Sebastian accompanied the agitated bird-watcher to the lighthouse and Margaret followed. Unlike the first of the disused towers which they had seen on a previous excursion, this one, midway along the turbulent Atlantic coast, was accessible to visitors, a fact explained by the guide as they climbed the steps to the lamp-room and the gallery.
‘We got permission to use it as a lookout,’ he said. ‘Our society, you know. Here, take my binoculars and have a look. Out there, between two rocks. What do you make that out to be?’
Sebastian, with a nod to a middle-aged, trousered woman who had turned from the gallery rail at their approach, trained the very powerful binoculars towards black and green rocks against and over which a spiteful sea boiled and fretted.
‘Difficult to be sure,’ he said, ‘but it does look like a person. The coastguards are the people to deal with this. They’ll get a boat round there and look into things.’
‘May I see?’ asked Margaret. She took the glasses and gazed long at the heaving object which the rollers were flinging about in a cloud of spume and fury. ‘It is somebody. It’s a woman. I think …’ she handed the binoculars to their owner. ‘I think it might be Aunt Eliza.’
‘Good Lord! Whatever makes you say that?’ exclaimed Sebastian, appalled. ‘You’ve nothing whatever to go on!’
‘Only the fact that Aunt Eliza is unaccountably missing,’ said his sister composedly. ‘Will you go for the coastguards or shall I?’
‘Oh, but there aren’t any coastguards on Great Skua,’ said the woman.
‘Well, we’d better let Farmer Cranby know,’ interrupted her husband. ‘He’ll arrange for something to be done.’
‘Cranby? All right, we’ll go,’ said Sebastian. ‘You stay here and keep an eye on things. We’ll get there quicker than you will.’
Before the two bird-watchers could argue about the matter, he seized his sister by the elbow and drew her towards the stairs, and in a minute or two they were running towards the farm.
‘Why didn’t you let that man go?’ asked Margaret, as they reached Ransome’s cottage and saw him at the bottom of his garden.
‘What I said. We’re quicker. Besides, we don’t want to get mixed up in anything if it is Aunt Eliza. Not that you’ve any proof.’ He halted at the gate and called out to Ransome, who leisurely put down the saw he had been using and strolled towards them.
‘Anything up?’ he asked.
‘There’s a body in the sea. Looks like a woman. Some birdwatchers spotted her.’
‘Whereabouts?’
‘Not far from that old lighthouse on the east cliff. We think she’s caught up among the rocks, but you can’t see much because the rocks partly hide her.’

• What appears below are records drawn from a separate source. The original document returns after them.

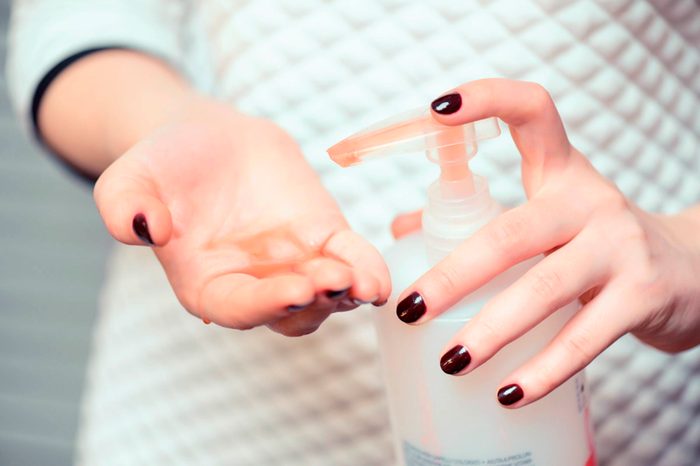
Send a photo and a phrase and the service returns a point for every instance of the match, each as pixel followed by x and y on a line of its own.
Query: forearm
pixel 104 103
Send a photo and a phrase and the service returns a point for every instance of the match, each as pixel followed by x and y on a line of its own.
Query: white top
pixel 165 389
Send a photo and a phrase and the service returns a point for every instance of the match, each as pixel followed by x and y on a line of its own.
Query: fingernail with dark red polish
pixel 140 227
pixel 510 394
pixel 338 294
pixel 411 308
pixel 447 104
pixel 455 360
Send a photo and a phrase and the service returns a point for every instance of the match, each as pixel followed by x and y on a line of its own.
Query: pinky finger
pixel 582 339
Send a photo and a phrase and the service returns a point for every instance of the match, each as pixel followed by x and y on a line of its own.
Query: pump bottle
pixel 438 419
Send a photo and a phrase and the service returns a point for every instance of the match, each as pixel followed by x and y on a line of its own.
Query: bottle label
pixel 414 456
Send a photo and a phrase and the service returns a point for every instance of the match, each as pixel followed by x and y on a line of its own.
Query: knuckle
pixel 545 285
pixel 579 348
pixel 507 233
pixel 447 277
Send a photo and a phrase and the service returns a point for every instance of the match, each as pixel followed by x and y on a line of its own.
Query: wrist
pixel 101 105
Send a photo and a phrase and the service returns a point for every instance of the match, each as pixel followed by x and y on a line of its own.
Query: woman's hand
pixel 240 222
pixel 633 271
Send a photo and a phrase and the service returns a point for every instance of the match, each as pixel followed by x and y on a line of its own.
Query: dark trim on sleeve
pixel 41 89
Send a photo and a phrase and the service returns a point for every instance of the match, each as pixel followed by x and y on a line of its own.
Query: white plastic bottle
pixel 438 419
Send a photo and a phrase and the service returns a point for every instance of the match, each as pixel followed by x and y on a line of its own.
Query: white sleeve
pixel 43 33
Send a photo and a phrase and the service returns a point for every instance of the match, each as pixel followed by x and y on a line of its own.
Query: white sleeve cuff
pixel 44 33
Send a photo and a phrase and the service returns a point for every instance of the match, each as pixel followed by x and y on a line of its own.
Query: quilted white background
pixel 626 78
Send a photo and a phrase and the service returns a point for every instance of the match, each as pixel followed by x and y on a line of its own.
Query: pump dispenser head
pixel 458 203
pixel 417 131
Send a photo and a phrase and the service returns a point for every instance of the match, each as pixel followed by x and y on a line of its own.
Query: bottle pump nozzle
pixel 458 200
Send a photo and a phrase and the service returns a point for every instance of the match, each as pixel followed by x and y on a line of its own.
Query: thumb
pixel 130 206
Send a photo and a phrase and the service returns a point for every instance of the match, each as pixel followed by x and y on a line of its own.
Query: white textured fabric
pixel 164 389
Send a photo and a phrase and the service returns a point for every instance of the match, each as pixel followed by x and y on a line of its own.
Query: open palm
pixel 241 224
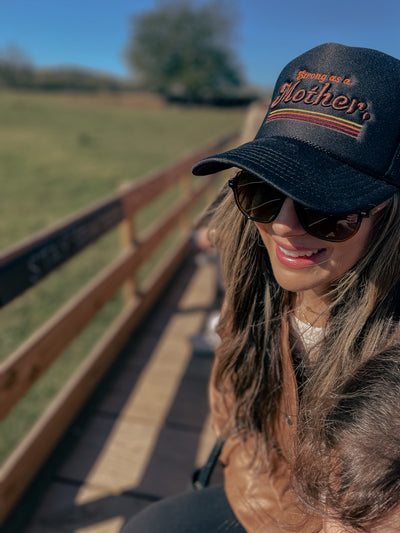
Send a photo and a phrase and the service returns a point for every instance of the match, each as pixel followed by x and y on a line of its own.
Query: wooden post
pixel 185 185
pixel 128 242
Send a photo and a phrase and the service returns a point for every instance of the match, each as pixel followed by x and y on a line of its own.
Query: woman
pixel 312 292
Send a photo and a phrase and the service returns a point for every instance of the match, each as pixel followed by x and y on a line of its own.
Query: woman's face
pixel 301 262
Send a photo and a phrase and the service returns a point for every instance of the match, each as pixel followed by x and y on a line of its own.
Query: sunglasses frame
pixel 299 208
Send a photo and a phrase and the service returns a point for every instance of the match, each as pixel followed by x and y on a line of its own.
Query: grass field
pixel 58 154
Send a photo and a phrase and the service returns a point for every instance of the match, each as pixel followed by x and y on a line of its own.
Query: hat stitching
pixel 346 127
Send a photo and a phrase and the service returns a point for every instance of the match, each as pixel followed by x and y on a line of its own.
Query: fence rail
pixel 26 264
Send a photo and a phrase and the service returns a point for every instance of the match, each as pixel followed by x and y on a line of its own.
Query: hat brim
pixel 303 173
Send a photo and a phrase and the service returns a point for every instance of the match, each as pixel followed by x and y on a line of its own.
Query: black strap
pixel 201 477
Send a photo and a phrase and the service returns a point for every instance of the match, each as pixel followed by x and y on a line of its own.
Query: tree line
pixel 183 50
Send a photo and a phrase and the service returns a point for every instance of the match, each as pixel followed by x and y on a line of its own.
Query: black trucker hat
pixel 331 137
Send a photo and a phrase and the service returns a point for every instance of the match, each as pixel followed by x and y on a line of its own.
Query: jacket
pixel 263 502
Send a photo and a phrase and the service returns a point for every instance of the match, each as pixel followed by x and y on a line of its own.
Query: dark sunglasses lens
pixel 257 199
pixel 328 227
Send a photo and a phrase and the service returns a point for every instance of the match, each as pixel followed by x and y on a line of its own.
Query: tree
pixel 182 49
pixel 16 69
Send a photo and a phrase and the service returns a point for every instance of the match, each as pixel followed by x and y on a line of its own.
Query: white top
pixel 310 335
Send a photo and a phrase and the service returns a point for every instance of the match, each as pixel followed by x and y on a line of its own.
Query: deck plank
pixel 149 428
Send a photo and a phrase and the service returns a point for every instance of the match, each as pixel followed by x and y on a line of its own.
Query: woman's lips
pixel 299 258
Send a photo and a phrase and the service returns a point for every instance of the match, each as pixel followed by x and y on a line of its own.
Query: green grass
pixel 57 156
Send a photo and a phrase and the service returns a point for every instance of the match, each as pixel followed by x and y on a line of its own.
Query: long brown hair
pixel 364 315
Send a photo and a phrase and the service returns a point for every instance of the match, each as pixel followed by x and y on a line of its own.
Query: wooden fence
pixel 25 265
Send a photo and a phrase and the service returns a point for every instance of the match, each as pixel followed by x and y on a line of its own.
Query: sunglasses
pixel 260 202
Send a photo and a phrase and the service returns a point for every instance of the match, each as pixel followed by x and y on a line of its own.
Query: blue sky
pixel 270 33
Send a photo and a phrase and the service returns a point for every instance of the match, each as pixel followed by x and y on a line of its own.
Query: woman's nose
pixel 287 222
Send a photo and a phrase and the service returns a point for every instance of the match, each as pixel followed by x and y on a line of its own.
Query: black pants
pixel 202 511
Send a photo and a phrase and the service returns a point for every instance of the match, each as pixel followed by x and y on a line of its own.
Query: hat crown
pixel 343 101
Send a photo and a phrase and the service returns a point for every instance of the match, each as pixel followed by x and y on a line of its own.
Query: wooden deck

‘All right, I’ll get some of the men. It will have to be Dimbleton’s boat. Must be one of the visitors done something foolish, I reckon. Dangerous they are, the currents round and about, but it’s no good telling people. They all think they know, better than we do, where it’s safe to bathe, and all that.’

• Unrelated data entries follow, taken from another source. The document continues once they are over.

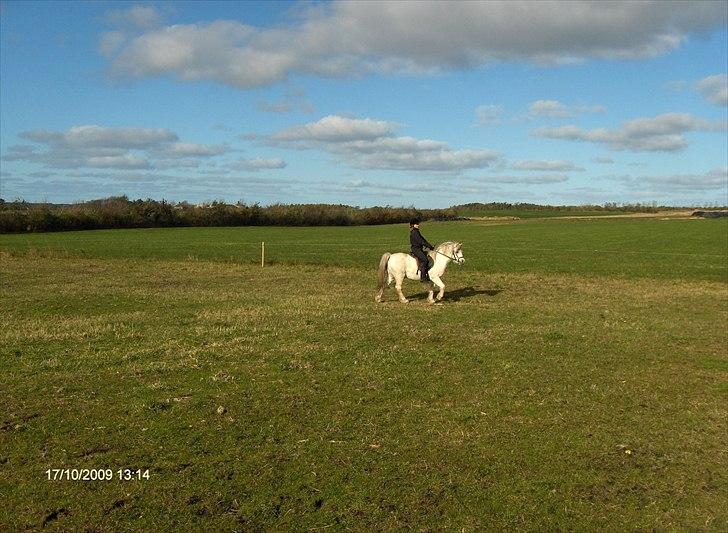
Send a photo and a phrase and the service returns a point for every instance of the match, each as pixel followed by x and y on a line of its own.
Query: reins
pixel 450 258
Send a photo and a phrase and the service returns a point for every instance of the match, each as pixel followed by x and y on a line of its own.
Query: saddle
pixel 430 259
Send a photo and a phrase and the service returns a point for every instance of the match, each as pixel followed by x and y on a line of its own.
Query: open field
pixel 576 378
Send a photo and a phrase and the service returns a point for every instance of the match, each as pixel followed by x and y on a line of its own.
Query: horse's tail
pixel 382 272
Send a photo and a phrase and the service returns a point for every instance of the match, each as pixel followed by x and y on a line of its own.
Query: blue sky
pixel 365 103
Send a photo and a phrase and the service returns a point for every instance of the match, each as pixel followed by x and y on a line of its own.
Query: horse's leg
pixel 398 285
pixel 437 281
pixel 380 292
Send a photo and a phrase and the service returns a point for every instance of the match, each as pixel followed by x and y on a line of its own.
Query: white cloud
pixel 662 133
pixel 117 161
pixel 371 144
pixel 562 166
pixel 180 149
pixel 355 38
pixel 555 109
pixel 259 164
pixel 98 136
pixel 715 89
pixel 336 129
pixel 528 180
pixel 102 147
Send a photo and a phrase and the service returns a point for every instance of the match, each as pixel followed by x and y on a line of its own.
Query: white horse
pixel 396 267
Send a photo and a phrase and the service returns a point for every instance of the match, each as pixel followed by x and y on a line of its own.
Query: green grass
pixel 674 248
pixel 554 390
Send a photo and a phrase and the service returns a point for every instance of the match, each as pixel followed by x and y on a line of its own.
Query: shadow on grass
pixel 459 294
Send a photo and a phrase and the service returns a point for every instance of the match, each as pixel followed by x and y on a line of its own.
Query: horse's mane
pixel 440 247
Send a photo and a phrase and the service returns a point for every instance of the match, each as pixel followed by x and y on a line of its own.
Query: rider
pixel 417 242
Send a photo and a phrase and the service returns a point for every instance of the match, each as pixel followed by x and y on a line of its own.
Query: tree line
pixel 120 212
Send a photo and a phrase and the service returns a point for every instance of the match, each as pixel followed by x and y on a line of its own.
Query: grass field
pixel 575 378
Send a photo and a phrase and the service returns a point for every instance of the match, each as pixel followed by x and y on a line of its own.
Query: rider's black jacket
pixel 417 241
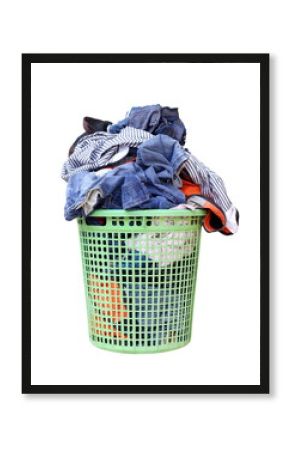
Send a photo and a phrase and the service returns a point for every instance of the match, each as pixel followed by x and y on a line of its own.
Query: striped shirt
pixel 100 149
pixel 212 188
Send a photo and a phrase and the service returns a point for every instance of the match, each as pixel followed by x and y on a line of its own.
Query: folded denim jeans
pixel 149 183
pixel 155 119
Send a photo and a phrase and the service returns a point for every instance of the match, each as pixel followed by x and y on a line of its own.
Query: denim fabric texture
pixel 155 119
pixel 100 149
pixel 152 182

‘It isn’t a bather. This woman is fully dressed. We’re afraid it’s Aunt Eliza,’ blurted out Margaret.
‘My mam? Oh, no!’ Ransome vaulted the gate and ran towards the farmhouse. Sebastian said:
‘Well, we’ve done what we can. Better get back to the hotel. If, by any chance, it is Aunt Eliza, father may like to have us there when the news is brought to him.’
It took time and skill to rescue the body from the rocks and get it on board the boat and back to the only landing-stage. The word had gone round and those who had watched the operation from the lighthouse gallery and the top of the cliffs raced along to the jetty to see the dead woman brought ashore. All that there was to satisfy their morbid curiosity, however, was wrapped in a tarpaulin. The cart used for the transport of luggage to the hotel had been requisitioned and the patient nag between the shafts pulled all that remained of the woman up the steeply-mounting road to the hotel.